CS61C Spring 2013 Project 3: Matrix Decryption

Updates

4/9/13: Added an additional picture to help explain the multiplication process.
4/15/13: Modified the benchmark to the new benchmark with a bug resolved and upgraded for new features.
4/21/13: Project3-2 extended to 4/22/13 11:59pm.

Background (If this is confusing, read the next part! The picture helps though!)

The Mediocre University CS department decided that they should try making their own form of complicated security system, and made encrypted matrix data stream to send to the students.

The students can decode these encrypted matrix data into readable decrypted matrix data, by knowing the size of the decrypted matrix and the size of the data strip, as well as the size of the padding (to hide how large the data strip is). The students use these information to find the rectangular chunk of the matrix and the diagonal chunk of the matrix.

If the outsider does not know the size of the strip or size of the decrypted matrix, the outsider cannot obtain the correct chunks of data to actually decrypt this message, as the outsider will not be able to determine the size of the decrypted matrix or the size of the strip.

To look at it another way, the messages are decrypted by getting correct strips of information from the encrypted matrix and multiplying them like normal matrices.

However, due to the nature of these gigantic matrix messages, it can take a really long time to decrypt any non-trivial message. Therefore, the faculty of the University hired you to build a faster decrypter, given the length of the sides of encripted and decrypted matrix, as well as the decrypted matrix itself. (As the students SHOULD have all of these given information)

The matrix is column major. The following diagram labels the matrices with their number of rows and columns, and represents a good way to visualize the problem:

Here are overview of all of the variables again:

n = the height of the matrix

m = size of the data strip on a given line

d = padding of the matrix, will always be larger than or equal to m

Your objective is to parallelize and optimize the matrix decryption as described above!!! Awesome, right?

What you are supposed to do (without the story)

Essentially, what you are doing in this project is optimizing this unique matrix multiplication process, that only multiplies a specific subset of the matrix.

void sgemm( int m, int n, int d, float *A, float *C )
{
    for( int i = 0; i < n; i++ )
        for( int k = 0; k < m; k++ )
            for( int j = 0; j < n; j++ )
                C[i+j*n] += A[i+k*(n)] * A[j*(n+1)+k*(n)];
}

Where m is the size of the strip you are multiplying by, n is the height of the matrix, A is the encrypted matrix, and C is the matrix you put the decryption into. You DON'T need to come up with your own naive formula, just try your best to optimize this one!

d is the padding of the matrix in the end, but it is not really necessary for decrypting the matrix.

Architecture

What follows is information concerning the computers you will be working on. Some of it will be useful for specific parts of the project, but other elements are there to give you a real world example of the concepts you have been learning, so don't feel forced to use all of the information provided.

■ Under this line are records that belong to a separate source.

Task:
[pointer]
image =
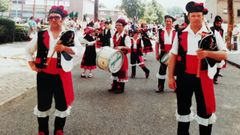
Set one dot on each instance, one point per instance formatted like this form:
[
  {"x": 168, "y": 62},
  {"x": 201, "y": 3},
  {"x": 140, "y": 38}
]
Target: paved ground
[{"x": 138, "y": 111}]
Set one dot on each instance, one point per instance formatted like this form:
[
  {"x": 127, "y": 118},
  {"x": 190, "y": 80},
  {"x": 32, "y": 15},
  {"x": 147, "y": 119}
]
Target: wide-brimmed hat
[
  {"x": 122, "y": 21},
  {"x": 168, "y": 16},
  {"x": 196, "y": 7},
  {"x": 59, "y": 10}
]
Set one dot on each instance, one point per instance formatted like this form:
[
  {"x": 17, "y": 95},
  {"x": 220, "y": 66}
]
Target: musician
[
  {"x": 121, "y": 42},
  {"x": 136, "y": 54},
  {"x": 217, "y": 26},
  {"x": 184, "y": 58},
  {"x": 89, "y": 57},
  {"x": 146, "y": 39},
  {"x": 52, "y": 80},
  {"x": 106, "y": 39},
  {"x": 98, "y": 34},
  {"x": 164, "y": 44}
]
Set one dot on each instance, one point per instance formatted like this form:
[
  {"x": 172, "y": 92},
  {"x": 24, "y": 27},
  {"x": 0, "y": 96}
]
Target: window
[{"x": 238, "y": 12}]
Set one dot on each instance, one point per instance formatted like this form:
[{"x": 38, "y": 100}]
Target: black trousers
[
  {"x": 49, "y": 87},
  {"x": 162, "y": 72},
  {"x": 187, "y": 84}
]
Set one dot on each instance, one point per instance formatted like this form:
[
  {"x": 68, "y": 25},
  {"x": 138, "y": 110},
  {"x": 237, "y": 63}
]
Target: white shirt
[
  {"x": 135, "y": 42},
  {"x": 127, "y": 40},
  {"x": 167, "y": 38},
  {"x": 193, "y": 39},
  {"x": 32, "y": 46}
]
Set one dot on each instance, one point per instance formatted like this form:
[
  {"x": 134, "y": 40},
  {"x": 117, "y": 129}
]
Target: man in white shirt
[
  {"x": 192, "y": 66},
  {"x": 121, "y": 42},
  {"x": 52, "y": 80},
  {"x": 164, "y": 44}
]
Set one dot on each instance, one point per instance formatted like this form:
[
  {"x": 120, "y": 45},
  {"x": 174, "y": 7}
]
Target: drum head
[
  {"x": 164, "y": 58},
  {"x": 115, "y": 62},
  {"x": 67, "y": 65}
]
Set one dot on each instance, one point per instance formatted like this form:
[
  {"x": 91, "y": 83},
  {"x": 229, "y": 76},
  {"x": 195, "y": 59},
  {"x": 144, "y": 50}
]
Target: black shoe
[
  {"x": 147, "y": 74},
  {"x": 118, "y": 91},
  {"x": 221, "y": 75},
  {"x": 111, "y": 90},
  {"x": 83, "y": 75},
  {"x": 159, "y": 91}
]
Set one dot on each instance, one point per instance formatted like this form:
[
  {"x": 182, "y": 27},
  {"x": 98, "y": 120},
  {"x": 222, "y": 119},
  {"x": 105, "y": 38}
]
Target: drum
[
  {"x": 164, "y": 58},
  {"x": 109, "y": 59}
]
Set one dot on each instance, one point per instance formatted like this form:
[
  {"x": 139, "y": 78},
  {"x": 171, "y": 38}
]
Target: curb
[{"x": 233, "y": 63}]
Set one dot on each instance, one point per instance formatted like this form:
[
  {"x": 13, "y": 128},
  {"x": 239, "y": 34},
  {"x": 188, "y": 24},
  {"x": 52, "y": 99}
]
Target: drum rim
[
  {"x": 121, "y": 62},
  {"x": 108, "y": 66}
]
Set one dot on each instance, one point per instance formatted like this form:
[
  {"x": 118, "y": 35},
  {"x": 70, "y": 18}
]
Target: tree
[
  {"x": 133, "y": 8},
  {"x": 230, "y": 23},
  {"x": 175, "y": 11},
  {"x": 154, "y": 12},
  {"x": 101, "y": 5},
  {"x": 4, "y": 4},
  {"x": 96, "y": 10}
]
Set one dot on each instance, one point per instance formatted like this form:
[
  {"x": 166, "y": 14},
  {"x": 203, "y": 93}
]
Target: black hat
[
  {"x": 122, "y": 21},
  {"x": 168, "y": 16},
  {"x": 196, "y": 7},
  {"x": 218, "y": 19},
  {"x": 58, "y": 10}
]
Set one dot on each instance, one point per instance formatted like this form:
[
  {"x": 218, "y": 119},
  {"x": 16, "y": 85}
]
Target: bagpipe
[
  {"x": 208, "y": 43},
  {"x": 66, "y": 39}
]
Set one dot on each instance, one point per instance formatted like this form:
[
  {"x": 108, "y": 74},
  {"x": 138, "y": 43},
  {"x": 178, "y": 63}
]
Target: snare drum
[
  {"x": 109, "y": 59},
  {"x": 164, "y": 58}
]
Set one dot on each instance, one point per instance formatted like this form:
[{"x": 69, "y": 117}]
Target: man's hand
[
  {"x": 201, "y": 54},
  {"x": 172, "y": 83},
  {"x": 157, "y": 57},
  {"x": 33, "y": 67},
  {"x": 59, "y": 48}
]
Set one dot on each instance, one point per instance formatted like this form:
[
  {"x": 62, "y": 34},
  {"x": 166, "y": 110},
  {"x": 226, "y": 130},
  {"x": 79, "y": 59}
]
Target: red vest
[{"x": 165, "y": 47}]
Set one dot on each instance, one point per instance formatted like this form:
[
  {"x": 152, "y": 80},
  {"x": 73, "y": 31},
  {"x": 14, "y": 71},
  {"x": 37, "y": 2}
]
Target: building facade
[
  {"x": 23, "y": 9},
  {"x": 219, "y": 7},
  {"x": 38, "y": 8}
]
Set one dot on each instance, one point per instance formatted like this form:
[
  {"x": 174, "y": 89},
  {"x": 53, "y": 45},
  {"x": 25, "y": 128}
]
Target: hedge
[{"x": 7, "y": 29}]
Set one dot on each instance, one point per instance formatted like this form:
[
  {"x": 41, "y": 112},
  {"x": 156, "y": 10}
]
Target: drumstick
[
  {"x": 198, "y": 68},
  {"x": 49, "y": 60}
]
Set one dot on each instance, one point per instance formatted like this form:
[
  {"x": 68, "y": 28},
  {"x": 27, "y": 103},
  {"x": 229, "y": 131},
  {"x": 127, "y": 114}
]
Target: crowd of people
[{"x": 186, "y": 55}]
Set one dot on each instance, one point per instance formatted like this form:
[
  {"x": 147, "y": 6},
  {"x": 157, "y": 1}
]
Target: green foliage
[
  {"x": 4, "y": 4},
  {"x": 154, "y": 12},
  {"x": 133, "y": 8},
  {"x": 21, "y": 32},
  {"x": 7, "y": 29},
  {"x": 175, "y": 11}
]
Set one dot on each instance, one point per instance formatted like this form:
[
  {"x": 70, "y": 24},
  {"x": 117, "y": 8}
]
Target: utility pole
[
  {"x": 34, "y": 4},
  {"x": 230, "y": 23},
  {"x": 45, "y": 8},
  {"x": 96, "y": 10},
  {"x": 16, "y": 14}
]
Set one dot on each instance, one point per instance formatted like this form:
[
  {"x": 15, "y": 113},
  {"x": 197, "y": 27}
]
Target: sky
[{"x": 165, "y": 3}]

You will be developing on Dell Precision T5500 Workstation. They are packing not one, but two Intel Xeon E5620 microprocessors (codename Westmere). Each has 4 cores, for a total of 8 processors, and each core runs at a clock rate of 2.40 GHz.

All caches deal with block sizes of 64 bytes. Each core has an L1 instruction and L1 data cache, both 32 Kibibytes. A core also has a unified L2 cache (same cache for instructions and data) of 256 Kibibytes. The 4 cores on a microprocessor share an L3 cache of 12 Mibibytes. The L1, L2 caches are 8-way associative, while L3 is 16-way associative.

Getting Started

For this project, you will be required to work in groups of two. You are not allowed to show your code to other students. You are to write and debug your own code in groups of 2. Looking at solutions from previous semesters is also strictly prohibited.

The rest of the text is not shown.